– Три врача? – с испугом переспросил Суврэ. – Но, государь, тогда всё понятно: «Que vouliez-vous qu'il fit contre trois?»[53]
Король рассмеялся и с явным благоволением потрепал маркиза за ухо. Непостоянный, в достаточной мере чёрствый и себялюбивый, Людовик был далеко не расположен серьёзно оплакивать кого бы то ни было, но он боялся нареканий, а потому должен был разыгрывать из себя скорбящего. Маркиз Суврэ, не перестававший шутить и теперь, был ему, таким образом, очень удобен; с ним, по крайней мере, можно было не притворяться. Поделись он, пожалуй, своим притворным горем с Жевром или Мортмаром, те начали бы подлаживаться под настроения короля, принялись вздыхать, охать, стонать!
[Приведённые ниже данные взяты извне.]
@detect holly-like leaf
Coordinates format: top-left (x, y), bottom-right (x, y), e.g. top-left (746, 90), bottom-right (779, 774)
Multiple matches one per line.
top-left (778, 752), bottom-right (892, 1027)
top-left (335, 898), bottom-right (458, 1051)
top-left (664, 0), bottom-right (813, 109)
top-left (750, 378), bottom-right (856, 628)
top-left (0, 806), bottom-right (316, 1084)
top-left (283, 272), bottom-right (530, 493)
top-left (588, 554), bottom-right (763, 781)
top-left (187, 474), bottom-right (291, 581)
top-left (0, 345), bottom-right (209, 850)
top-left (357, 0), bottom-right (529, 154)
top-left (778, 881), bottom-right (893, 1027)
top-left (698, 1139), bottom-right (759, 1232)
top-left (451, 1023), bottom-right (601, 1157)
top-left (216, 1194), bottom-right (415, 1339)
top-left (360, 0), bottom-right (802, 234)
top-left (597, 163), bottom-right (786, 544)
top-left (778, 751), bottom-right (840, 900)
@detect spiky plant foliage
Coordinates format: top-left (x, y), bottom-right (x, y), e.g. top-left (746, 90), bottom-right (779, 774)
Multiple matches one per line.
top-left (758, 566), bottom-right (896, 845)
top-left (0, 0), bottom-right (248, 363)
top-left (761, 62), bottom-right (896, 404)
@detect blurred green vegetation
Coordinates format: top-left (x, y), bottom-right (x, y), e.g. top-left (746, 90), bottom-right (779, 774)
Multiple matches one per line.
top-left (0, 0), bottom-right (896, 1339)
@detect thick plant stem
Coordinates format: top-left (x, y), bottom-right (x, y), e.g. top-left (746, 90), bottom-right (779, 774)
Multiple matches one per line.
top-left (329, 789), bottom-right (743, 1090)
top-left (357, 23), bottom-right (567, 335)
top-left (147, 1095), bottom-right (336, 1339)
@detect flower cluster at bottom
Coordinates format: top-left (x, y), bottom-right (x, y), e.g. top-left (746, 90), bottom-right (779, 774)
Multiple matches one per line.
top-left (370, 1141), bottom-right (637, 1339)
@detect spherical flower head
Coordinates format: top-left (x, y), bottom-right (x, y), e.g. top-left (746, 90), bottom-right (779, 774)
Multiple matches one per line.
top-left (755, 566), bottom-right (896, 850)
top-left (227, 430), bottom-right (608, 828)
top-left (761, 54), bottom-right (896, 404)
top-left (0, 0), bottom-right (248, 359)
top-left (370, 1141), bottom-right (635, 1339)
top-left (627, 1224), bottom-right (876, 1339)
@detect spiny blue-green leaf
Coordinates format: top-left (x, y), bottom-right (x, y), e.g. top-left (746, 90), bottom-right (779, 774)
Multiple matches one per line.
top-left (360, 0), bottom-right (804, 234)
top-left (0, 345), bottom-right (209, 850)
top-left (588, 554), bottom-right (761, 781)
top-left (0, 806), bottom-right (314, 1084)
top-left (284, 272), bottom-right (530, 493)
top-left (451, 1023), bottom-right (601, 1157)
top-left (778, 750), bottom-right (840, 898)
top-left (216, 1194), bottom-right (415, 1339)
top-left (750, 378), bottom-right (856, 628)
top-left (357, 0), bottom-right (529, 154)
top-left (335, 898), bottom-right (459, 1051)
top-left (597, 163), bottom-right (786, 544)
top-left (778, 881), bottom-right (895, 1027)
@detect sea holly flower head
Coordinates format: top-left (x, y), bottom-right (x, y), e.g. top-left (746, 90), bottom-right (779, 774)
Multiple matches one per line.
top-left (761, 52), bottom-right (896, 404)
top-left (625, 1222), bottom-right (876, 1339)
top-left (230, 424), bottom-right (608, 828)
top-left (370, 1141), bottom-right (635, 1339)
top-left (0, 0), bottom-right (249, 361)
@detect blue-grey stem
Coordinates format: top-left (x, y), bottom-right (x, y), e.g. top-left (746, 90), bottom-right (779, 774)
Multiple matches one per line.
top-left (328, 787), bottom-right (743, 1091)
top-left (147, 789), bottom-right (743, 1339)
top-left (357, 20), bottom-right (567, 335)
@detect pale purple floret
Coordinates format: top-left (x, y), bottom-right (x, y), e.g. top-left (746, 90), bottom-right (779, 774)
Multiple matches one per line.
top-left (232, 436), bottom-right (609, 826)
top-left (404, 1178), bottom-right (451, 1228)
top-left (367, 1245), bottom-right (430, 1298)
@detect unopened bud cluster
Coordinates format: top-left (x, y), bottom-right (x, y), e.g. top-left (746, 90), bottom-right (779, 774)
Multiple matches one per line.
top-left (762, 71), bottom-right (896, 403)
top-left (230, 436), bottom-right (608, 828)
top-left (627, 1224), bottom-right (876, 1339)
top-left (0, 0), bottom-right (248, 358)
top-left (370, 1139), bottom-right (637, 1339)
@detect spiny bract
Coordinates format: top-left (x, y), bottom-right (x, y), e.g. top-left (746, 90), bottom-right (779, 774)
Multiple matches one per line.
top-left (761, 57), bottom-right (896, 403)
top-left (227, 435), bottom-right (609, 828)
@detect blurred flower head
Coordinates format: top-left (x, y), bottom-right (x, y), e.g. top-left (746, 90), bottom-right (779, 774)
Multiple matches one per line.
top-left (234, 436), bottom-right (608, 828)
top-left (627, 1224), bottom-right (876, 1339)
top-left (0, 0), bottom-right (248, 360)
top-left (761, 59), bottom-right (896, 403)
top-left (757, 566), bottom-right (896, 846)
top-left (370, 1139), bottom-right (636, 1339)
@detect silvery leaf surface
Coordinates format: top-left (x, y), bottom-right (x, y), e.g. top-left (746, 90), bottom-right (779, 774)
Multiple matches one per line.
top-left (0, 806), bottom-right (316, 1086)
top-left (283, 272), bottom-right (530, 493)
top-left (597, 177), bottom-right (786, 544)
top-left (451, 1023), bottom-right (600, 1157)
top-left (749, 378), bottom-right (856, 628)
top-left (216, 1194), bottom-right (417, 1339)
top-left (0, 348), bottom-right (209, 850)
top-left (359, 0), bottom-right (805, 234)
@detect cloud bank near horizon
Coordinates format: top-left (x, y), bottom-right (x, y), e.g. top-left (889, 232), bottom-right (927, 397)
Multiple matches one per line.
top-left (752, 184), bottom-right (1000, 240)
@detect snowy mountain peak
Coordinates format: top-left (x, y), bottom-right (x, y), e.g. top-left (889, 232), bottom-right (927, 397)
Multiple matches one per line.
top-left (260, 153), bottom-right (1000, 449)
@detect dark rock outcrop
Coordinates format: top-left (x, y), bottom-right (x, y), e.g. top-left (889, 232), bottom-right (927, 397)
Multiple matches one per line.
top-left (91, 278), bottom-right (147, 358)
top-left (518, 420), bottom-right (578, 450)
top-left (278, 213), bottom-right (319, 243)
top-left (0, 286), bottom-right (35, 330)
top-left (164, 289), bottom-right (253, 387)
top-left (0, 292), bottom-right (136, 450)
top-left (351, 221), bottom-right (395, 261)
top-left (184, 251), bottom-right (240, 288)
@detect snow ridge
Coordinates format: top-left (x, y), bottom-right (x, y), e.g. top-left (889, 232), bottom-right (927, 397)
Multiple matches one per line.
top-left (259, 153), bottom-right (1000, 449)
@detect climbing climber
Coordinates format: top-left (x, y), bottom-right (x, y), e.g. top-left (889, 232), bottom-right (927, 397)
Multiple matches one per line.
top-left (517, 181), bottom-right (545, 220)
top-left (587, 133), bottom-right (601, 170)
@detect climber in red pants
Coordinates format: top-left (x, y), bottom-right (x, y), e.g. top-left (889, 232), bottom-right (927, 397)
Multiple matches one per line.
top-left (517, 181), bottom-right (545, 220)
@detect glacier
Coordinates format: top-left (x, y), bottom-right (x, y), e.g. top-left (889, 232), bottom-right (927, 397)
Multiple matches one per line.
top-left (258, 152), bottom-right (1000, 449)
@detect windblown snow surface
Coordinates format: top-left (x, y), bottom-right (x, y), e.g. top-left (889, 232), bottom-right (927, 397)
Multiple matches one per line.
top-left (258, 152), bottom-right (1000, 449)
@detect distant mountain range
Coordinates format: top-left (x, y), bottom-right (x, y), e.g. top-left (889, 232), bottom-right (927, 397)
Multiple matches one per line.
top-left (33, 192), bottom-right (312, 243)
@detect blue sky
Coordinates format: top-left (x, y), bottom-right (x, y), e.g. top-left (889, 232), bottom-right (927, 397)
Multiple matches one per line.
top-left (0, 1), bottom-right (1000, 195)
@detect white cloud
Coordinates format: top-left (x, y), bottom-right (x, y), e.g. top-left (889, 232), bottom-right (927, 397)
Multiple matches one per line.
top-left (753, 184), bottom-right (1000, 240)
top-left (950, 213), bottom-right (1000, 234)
– Но одной смертью герцога ещё не исчерпываются мои огорчения, – продолжал Людовик. – Конечно, мне очень жаль Тремуйля, но ведь в конце концов мы все там будем. Пусть Тремуйль умер слишком рано, но кто же умирает не рано? Ведь смерть никогда не является желанной гостьей! В таких случаях приходится жалеть не об отошедших, а об оставшихся, и, право же, одним из этих оставшихся являюсь я сам! Ты – мне верный друг, Анри, и я, пожалуй, откровенно расскажу тебе, в чём дело. Но смотри – никому ни единого слова об этом! Ты знаешь, существуют вещи, которых я не прощаю никому и никогда. Нарушение моего доверия из их числа!.. Только вот что, не позавтракать ли нам? Я что-то проголодался, да и ты, вероятно, не прочь подкрепиться после всех треволнений. Башелье! – сказал Людовик вошедшему на его звонок камердинеру. – Сегодня все приёмы отменяются; всем желающим видеть меня говори, что король оплакивает Тремуйля и не может никого принять. Затем накрой нам здесь стол на двоих и принеси лёгкий завтрак – ну, два-три горячих блюда и несколько холодных. Поставь всё это сразу и уходи! Да не забудь вина! Ступай!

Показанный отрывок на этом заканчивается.